In details, they divide the current applications on clusters into three categories:
1. Computationally intensive tasks -independent tasks run on different nodes; example systems: Condor
2. Data intensive tasks ( addressed by MapReduce so far )
3. run SQL queries in parallel on structured datasets ( was in the research field of parallel database )
Their goal is to have a system to address all the above three type of applications. Different from the traditional "push" style cluster architecture ( Job scheduler matches the available nodes and push the job to the daemon to run), their system called Clustera has the following features:
1. Deploy the scheduler on application server due to its scalibility and auto pooling service for db servers.
2. Nodes are clients communicates through SOAP over http; ping periodically to pull the job.
3. All job info are stored in RDBMS: users/files/jobs
4. Scheduling is essentially to find matching between jobs and nodes to max certain benefit func
5. User interacts with sys in terms of logical files, while inside of the systems, nodes and jobs deal with concrete files.
6. Abstract job scheduler translate abstract jobs with logical files into concretes jobs with concretes files, and submit them to the scheduler.
They mentioned that the performance gain compared to standard architecture is from Clustera's handling of inter-job dependencies ( enabling more in-memory piping of intermediate data files and finer co-execution granularity). Their experiment result suggests that intermediate data shuffle and transferring seems to be the bottleneck.
And in all the cases, a partition-aware scheduler is able to avoid all data transfer costs, and thus achieves much better performance.
" In Map-Reduce, map and reduce process are almost independent with the problem size; the time spent in the shuffle phase( i.e., transferring files), however, increase linearly with the problem size. This shows that intermediate data transferring is a bottleneck in MR computation - with network bandwidth serving as the limiting factor"

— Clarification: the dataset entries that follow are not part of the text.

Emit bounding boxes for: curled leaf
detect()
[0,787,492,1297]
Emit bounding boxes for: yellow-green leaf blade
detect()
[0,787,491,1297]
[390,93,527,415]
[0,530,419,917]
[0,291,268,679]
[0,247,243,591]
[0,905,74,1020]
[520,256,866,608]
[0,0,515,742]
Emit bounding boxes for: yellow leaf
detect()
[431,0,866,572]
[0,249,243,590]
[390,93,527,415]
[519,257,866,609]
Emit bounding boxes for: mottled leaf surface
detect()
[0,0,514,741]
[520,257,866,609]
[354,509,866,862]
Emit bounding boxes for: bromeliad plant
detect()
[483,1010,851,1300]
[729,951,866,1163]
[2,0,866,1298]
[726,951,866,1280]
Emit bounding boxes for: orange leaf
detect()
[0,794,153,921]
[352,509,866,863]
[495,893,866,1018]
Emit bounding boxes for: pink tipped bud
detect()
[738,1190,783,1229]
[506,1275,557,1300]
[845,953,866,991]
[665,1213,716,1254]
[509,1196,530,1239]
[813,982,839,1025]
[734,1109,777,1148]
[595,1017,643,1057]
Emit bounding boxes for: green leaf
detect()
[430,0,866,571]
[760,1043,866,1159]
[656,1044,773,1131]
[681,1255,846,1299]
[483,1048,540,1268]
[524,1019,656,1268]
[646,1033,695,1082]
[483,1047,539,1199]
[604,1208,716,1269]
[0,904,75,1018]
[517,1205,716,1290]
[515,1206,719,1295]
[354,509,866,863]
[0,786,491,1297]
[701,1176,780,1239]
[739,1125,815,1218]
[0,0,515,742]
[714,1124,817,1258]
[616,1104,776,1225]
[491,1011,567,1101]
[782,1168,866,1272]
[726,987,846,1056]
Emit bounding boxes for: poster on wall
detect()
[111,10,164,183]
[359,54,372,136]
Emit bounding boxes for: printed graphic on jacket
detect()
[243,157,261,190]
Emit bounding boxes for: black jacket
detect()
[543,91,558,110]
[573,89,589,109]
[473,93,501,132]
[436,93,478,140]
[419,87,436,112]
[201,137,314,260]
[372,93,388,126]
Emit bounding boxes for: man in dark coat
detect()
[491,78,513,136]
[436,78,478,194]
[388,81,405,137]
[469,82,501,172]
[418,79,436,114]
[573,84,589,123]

In terms of future direction, they think that
It's the early stage of the cloud computing revolution, in which large clusters of processors are exploited to performs various computing tasks. Traditionally, large-scale parallel database systems use a model of dedicated, single-use clusters very different from that in cloud computing . Clustera opens the door to integrated systems ( through a general-purpose cluster management system) that can run SQL queries on the same platform used to run other data intensive and compute-intensive applications.